Jonathon’s father loved to take the family fishing and camping. He’d been a postal clerk for years, following a stint of several years where he tried to make a living playing poker – his years as a “bum,” Jonathon said with a smile. He and the family were members of the Church of God, Seventh Day, and strong in their faith.

As a teenager, Jonathon and his father did not always share interests. Nothing serious, but Jonathon knew that he was not fitting precisely into his father’s mold.

“I would talk about wrestling nonstop and he would talk about the best fishing holes and where we were going to go camping next,” he said. “We just didn’t have the same passions.”

On Jan. 6, 2009, as Jonathon drove to the family’s Newman Lake home around 8:30 in the evening with his little brother, he noticed that the lights at the railroad crossing at Idaho and Trent seemed different. Jonathon, who is colorblind, thought he saw some differences in the typically red lights – he thought he saw blues in there, like emergency lights.

An hour or so later, a man came to the family’s door. A chaplain with the railroad – “a very nice man,” Jonathon remembers. They listened to what he had to say.

“He held my mom,” Jonathon said. “And I called my sisters.”

Glen Hicks had driven onto the railroad tracks, an apparent suicide. Immediately, Jonathon took a caretaking role toward his brothers and sisters. He remembers being relieved that he wasn’t crying that night, because he said he knew they’d need him to be strong. As the family mourned over the next weeks and months, Ruth Hicks said one of their struggles was reconciling their religious beliefs about suicide with what their father had done.

In the end, though, she knew he was sick, and acting out of the fear of what he might do.

“He was delusional,” she said. “He thought he was going to kill the children and me, so he killed himself instead.”

Course becomes clear

When Jonathon Hicks found out in February that his plans to pursue a graduate education in math had been scotched, he began considering other options. What he loved about math was its certainty, its concreteness. Now he found himself considering a different passion: his Christian faith, which he sees as no less concrete than mathematics.

“Once you’re convinced it’s the truth, it’s like a light bulb goes off,” he said. “It’s No. 1 all of a sudden, and I don’t think there’s an option for it to be otherwise.”

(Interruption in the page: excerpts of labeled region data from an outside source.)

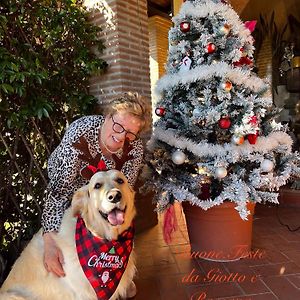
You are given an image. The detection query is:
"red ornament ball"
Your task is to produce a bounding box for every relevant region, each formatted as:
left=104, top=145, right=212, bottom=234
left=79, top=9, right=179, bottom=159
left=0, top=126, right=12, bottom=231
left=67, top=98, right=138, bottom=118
left=219, top=118, right=231, bottom=129
left=240, top=47, right=247, bottom=57
left=206, top=43, right=216, bottom=54
left=180, top=21, right=191, bottom=32
left=155, top=107, right=166, bottom=117
left=247, top=133, right=258, bottom=145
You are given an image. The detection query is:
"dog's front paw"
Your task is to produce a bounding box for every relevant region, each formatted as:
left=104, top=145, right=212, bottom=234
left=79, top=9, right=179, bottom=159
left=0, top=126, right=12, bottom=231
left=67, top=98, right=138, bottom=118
left=126, top=281, right=137, bottom=298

He applied for and was accepted to the master’s program in theology at Whitworth University, where he’ll begin in the summer. He’s moved to a small apartment in the heart of West Central, one of the city’s poorest neighborhoods, where he’s been struck by the number of people who need help.

“A lot of these people are hurting and are in many ways desperate for help, physically and, I also think, for truth,” he said.

Ruth Hicks said that since her husband’s death, she’s seen an expansion of empathy and maturity in Jonathon. Not long after moving into his new neighborhood, there was a stabbing; he went to the location of the crime, to see if the people there needed help.

“He’s not somebody that goes by and gawks,” she said. “He’s somebody that goes by, sees a need and goes to help.”

Mature beyond his years

In December, Jonathon got engaged. Like a lot of milestones in his life – his college graduation; his introduction to grief – it’s coming at a young age. But Hicks does not strike you as young, necessarily. Soft-spoken and thoughtful, he seems mature beyond his years.

Soon now, schools all over will begin handing out diplomas and honors. Kids will be feted for all different kinds of achievements, but there isn’t a trophy – there aren’t enough trophies – for the range of qualities that Jonathon Hicks represents. For what he’s done, for what he’s had to bear, for how he’s borne it.

He said he might be a pastor, and you have to suspect he’d be a great one.

It’s impossible to plumb the full range of a son’s grief for a father. But Jonathon said that as he has reached certain milestones lately – graduations, engagements – his father’s absence has become a stronger, more poignant presence. He realizes how much his dad’s approval meant to him. How much he has missed it, and how much he will.

“I just wish I could have known him when I was older,” he said.